Qari Asim, 44, was removed from his role as an Islamophobia consultant after protests against the film The Lady of Heaven.
Supporting the campaign "to limit free expression" precluded him from continuing, the government said.
Mr Asim said he did not attend or organise any of the protests.
In his response to the decision, published on Twitter, he said the government's contention he had acted to undermine democratic values was "inaccurate".
Mr Asim, who was appointed MBE in 2012 for building "community harmony" in Leeds, added he was concerned the film "risked fuelling extremism and tension in communities that would undermine cohesion in British society".
On Wednesday, cinema chain Cineworld cancelled all UK screenings of the film after protests outside a number of cinemas.
Mr Asim, imam of the Makkah Masjid mosque in Leeds, was told his appointment as deputy chair of the government's Anti-Muslim Hatred Working Group had to end in a letter from the Department of Levelling Up, Housing & Communities.
It said: "Your recent support for a campaign to limit free expression - a campaign which has itself encouraged communal tensions - means it is no longer appropriate for you to continue your work with government in roles designed to promote community harmony."
The solicitor was told his actions were "a clear effort to restrict artistic expression" and that the campaign had "led to street protests which have fomented religious hatred".
The government said that on Monday Mr Asim had posted on Facebook: "We have been working with many brothers and Imams across the country to liaise with the cinemas….Some Imams have taken a view to protest and others are in dialogue with the cinemas trying to resolve the situation."
The letter continued: "Resolving the situation, as you made clear, meant cancelling screenings. You wrote that "in some places we have been successful and those cinemas will no longer be showing the movie".

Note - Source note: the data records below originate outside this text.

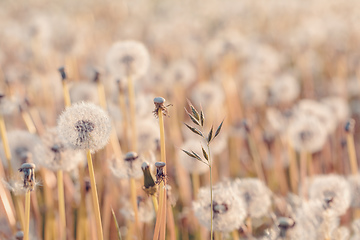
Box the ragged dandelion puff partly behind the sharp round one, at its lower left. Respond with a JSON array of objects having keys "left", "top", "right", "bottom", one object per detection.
[{"left": 34, "top": 128, "right": 85, "bottom": 171}]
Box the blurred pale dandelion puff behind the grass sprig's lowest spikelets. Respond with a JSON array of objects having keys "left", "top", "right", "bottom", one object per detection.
[{"left": 178, "top": 138, "right": 209, "bottom": 174}]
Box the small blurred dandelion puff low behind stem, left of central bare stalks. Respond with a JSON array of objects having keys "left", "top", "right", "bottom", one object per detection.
[{"left": 120, "top": 197, "right": 155, "bottom": 223}]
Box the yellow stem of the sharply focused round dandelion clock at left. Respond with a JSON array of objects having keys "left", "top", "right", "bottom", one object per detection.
[{"left": 86, "top": 149, "right": 103, "bottom": 240}]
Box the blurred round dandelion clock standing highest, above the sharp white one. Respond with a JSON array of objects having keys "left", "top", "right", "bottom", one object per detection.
[{"left": 106, "top": 41, "right": 150, "bottom": 79}]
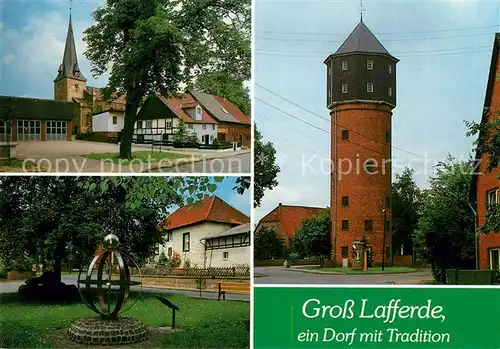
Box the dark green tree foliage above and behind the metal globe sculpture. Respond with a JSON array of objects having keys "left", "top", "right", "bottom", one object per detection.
[{"left": 0, "top": 177, "right": 221, "bottom": 280}]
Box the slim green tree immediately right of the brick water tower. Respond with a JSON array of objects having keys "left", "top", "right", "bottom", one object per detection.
[{"left": 391, "top": 168, "right": 422, "bottom": 254}]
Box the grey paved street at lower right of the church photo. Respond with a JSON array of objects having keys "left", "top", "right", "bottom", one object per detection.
[{"left": 151, "top": 153, "right": 251, "bottom": 173}]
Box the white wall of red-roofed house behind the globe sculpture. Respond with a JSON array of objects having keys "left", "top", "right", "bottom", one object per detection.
[{"left": 160, "top": 222, "right": 234, "bottom": 268}]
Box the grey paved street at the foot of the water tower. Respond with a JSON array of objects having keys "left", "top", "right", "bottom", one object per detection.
[{"left": 254, "top": 267, "right": 432, "bottom": 285}]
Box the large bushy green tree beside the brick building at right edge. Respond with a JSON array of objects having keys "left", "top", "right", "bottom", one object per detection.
[{"left": 414, "top": 157, "right": 475, "bottom": 282}]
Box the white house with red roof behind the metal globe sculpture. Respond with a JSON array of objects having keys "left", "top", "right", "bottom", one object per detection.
[{"left": 158, "top": 196, "right": 250, "bottom": 268}]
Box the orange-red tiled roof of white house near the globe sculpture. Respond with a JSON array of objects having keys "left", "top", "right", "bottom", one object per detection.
[{"left": 165, "top": 195, "right": 250, "bottom": 230}]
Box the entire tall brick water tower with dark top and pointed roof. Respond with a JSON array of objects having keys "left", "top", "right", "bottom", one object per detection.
[{"left": 324, "top": 19, "right": 399, "bottom": 266}]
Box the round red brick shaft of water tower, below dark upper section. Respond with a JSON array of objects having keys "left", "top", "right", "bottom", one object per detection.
[{"left": 330, "top": 103, "right": 392, "bottom": 265}]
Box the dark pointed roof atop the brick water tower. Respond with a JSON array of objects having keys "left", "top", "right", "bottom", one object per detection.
[{"left": 335, "top": 21, "right": 390, "bottom": 55}]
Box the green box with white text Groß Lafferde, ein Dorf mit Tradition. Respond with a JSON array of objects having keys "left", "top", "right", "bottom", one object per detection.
[{"left": 254, "top": 287, "right": 500, "bottom": 349}]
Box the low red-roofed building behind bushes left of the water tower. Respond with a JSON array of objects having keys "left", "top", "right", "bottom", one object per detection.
[{"left": 259, "top": 204, "right": 325, "bottom": 237}]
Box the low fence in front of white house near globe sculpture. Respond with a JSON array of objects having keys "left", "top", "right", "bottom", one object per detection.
[{"left": 136, "top": 266, "right": 250, "bottom": 279}]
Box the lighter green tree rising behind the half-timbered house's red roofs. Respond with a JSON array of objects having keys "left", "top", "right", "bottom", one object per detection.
[{"left": 194, "top": 71, "right": 251, "bottom": 117}]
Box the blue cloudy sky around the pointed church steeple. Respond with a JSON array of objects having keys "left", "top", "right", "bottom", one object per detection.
[{"left": 0, "top": 0, "right": 107, "bottom": 99}]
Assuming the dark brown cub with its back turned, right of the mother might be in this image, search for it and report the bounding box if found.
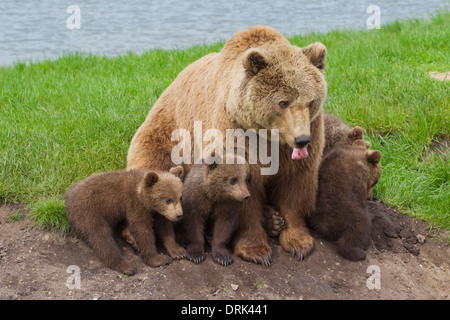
[308,145,382,261]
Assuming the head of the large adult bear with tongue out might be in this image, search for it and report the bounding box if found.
[238,44,326,148]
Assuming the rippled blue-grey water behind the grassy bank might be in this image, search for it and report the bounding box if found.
[0,0,448,65]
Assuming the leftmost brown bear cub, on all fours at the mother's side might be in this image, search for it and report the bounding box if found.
[64,166,184,275]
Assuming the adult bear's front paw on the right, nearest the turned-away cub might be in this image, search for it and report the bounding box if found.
[279,228,314,260]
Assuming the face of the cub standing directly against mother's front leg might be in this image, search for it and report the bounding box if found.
[206,163,250,202]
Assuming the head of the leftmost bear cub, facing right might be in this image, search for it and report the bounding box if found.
[138,167,183,221]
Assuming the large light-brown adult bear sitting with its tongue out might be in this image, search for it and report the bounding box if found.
[127,26,327,264]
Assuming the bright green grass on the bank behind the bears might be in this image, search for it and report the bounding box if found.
[0,11,450,231]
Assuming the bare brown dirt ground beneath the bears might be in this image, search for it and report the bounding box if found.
[0,201,450,300]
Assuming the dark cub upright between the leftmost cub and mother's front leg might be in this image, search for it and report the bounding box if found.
[183,152,250,266]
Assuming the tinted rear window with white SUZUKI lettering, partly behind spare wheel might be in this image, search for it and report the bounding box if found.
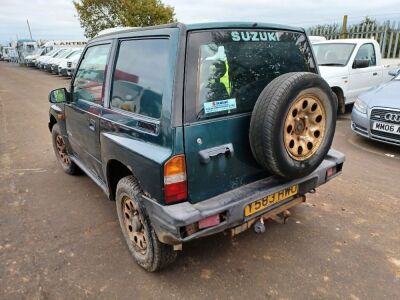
[186,30,316,120]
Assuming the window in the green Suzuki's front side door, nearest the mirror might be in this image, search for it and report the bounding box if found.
[73,44,111,104]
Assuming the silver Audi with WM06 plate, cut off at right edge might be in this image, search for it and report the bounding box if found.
[351,69,400,146]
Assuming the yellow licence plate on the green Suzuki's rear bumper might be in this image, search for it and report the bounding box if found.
[244,184,299,217]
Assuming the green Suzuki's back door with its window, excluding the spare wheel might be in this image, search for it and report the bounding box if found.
[184,29,316,202]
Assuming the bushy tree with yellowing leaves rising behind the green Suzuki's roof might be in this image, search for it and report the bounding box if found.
[73,0,176,38]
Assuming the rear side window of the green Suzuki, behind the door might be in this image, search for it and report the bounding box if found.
[111,39,169,119]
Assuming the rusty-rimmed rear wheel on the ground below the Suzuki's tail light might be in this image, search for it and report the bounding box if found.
[116,176,177,272]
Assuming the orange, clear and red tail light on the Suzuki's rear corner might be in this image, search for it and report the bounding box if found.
[164,154,187,204]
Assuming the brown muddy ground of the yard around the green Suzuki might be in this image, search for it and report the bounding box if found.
[0,62,400,300]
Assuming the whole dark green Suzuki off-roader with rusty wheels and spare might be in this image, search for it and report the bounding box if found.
[49,23,344,271]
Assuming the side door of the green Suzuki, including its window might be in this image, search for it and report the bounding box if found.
[65,43,111,180]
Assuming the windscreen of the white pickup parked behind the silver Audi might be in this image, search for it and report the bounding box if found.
[313,43,356,66]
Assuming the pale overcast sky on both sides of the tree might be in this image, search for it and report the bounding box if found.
[0,0,400,44]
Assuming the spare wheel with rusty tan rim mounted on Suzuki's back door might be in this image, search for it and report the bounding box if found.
[249,72,337,178]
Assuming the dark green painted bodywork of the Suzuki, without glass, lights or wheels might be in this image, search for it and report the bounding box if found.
[50,22,312,204]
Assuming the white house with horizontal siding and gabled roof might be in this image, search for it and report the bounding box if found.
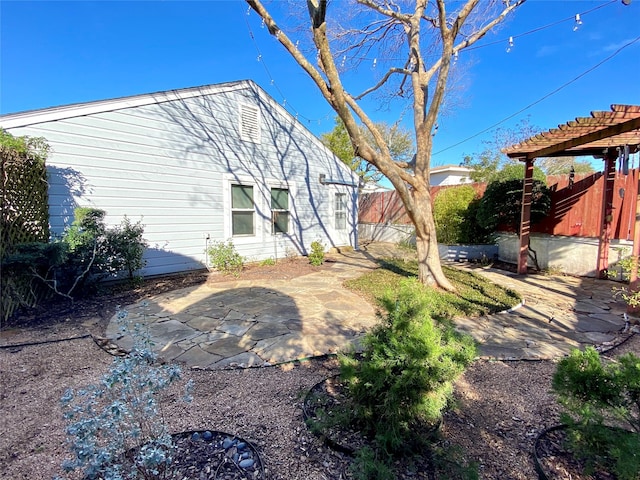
[0,81,358,275]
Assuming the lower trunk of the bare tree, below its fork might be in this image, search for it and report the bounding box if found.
[411,189,455,292]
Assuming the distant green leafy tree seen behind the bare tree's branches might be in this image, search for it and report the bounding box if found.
[320,117,414,187]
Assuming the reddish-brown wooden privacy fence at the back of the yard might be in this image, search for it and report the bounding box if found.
[358,168,638,240]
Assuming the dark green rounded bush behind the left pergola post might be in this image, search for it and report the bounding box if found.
[477,180,551,232]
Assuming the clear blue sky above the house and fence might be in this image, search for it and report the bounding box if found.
[0,0,640,166]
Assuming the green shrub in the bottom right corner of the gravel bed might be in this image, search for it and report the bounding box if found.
[552,347,640,480]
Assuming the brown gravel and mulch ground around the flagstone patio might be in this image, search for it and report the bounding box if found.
[0,259,640,480]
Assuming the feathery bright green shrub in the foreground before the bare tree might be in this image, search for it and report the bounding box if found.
[340,280,475,452]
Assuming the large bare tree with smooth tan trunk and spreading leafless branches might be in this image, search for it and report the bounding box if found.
[246,0,525,290]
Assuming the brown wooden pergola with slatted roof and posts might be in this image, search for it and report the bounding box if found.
[503,105,640,281]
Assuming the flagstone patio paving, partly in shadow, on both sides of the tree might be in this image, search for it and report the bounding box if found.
[107,244,637,368]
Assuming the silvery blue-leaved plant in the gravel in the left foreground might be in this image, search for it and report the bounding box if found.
[61,311,191,480]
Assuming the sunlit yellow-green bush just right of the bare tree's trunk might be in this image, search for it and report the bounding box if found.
[433,185,489,245]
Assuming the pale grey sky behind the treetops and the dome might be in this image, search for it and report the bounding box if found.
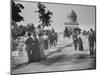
[15,1,95,32]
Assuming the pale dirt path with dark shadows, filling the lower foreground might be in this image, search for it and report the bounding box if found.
[12,37,95,74]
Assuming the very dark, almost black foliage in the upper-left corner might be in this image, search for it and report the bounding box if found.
[11,0,24,22]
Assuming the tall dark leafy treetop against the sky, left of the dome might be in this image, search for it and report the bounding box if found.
[36,2,52,27]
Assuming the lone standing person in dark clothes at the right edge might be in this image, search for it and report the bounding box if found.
[88,28,96,55]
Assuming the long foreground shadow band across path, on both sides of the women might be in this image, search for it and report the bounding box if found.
[12,54,96,71]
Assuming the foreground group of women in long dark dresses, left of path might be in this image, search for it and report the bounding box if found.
[25,33,46,63]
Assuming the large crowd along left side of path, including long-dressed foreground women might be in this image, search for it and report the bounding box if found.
[12,29,57,63]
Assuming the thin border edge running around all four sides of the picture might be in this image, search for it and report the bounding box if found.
[10,0,97,75]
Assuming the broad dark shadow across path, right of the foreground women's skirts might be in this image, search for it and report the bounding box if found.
[40,54,96,67]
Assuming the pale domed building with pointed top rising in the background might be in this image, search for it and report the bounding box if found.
[64,9,79,32]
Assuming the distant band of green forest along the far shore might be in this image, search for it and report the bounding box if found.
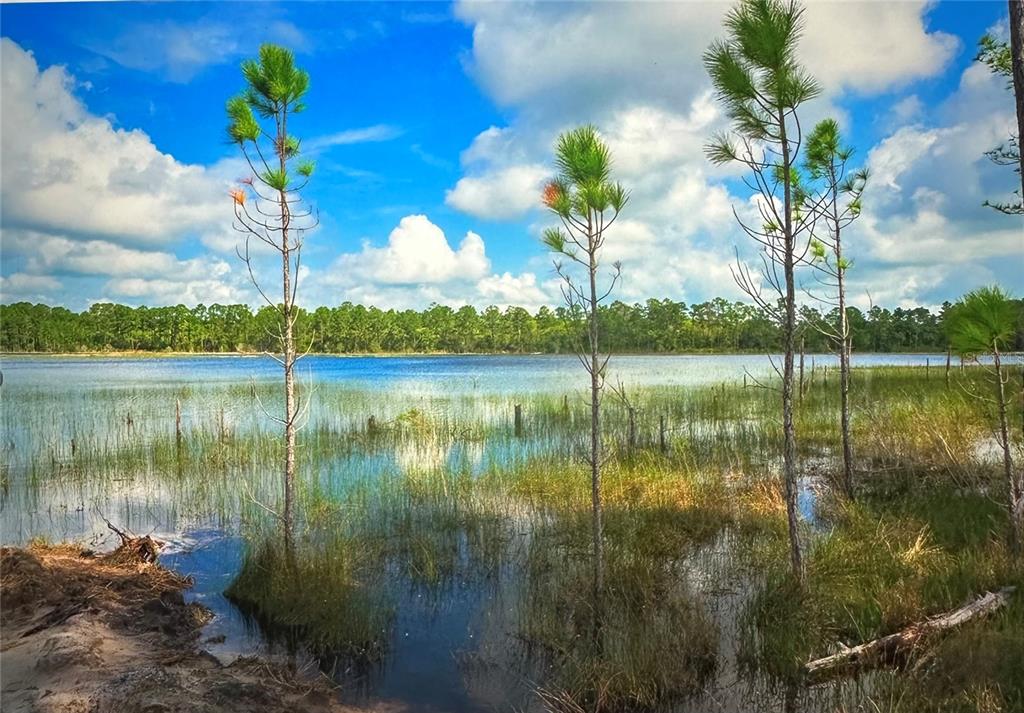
[0,298,1024,353]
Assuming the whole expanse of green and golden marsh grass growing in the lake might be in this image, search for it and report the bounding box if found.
[2,368,1024,711]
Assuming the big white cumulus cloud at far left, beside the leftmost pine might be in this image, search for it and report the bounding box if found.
[0,39,253,304]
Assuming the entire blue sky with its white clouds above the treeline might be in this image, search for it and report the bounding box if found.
[0,2,1024,308]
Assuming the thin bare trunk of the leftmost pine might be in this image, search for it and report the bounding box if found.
[278,114,298,553]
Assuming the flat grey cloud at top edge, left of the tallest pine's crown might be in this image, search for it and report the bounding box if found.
[456,2,725,115]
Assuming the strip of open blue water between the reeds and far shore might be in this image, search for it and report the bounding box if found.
[0,354,946,394]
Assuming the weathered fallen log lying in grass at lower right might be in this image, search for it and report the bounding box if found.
[804,587,1015,683]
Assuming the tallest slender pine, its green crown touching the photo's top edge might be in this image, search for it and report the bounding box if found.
[705,0,821,580]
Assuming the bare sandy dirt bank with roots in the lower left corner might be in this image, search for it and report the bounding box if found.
[0,545,376,713]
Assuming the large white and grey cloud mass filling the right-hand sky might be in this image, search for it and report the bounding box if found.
[449,0,1020,301]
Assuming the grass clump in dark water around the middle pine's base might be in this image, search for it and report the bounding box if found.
[518,509,720,710]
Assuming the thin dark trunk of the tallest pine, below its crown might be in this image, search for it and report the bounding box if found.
[778,110,804,583]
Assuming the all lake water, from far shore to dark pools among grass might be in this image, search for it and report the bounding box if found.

Mr Asim was said to have advertised a protest in Leeds, with details of its timing and location.
"This clear involvement in a campaign to limit free expression is incompatible with the role of a government adviser," it said.
"You will have no doubt seen reports of the scenes outside different cinema venues. These included deeply disturbing videos of sectarian chanting and anti-Shia hatred.
"As you know, anti-Shia hatred is a long-standing and very serious issue, which must be challenged at every opportunity as part of a wider effort to combat anti-Muslim hatred.
"We were disappointed to see that you failed to condemn some of the protests complicit in these behaviours."
In his response, Mr Asim said he remains "fully supportive of open public dialogue and scholarly debate around historical narratives between Sunni and Shia perspective that does not fuel hatred or division in communities...
"The government's letter did not take into account my continued support for responsible free speech around controversial issues."
He said he "did unequivocally condemn anti-Shia hatred" heard at the Leeds protests to his congregation.
Mr Asim said the government had not contacted him before making its decision and there had been "no opportunity to clarify any misunderstandings".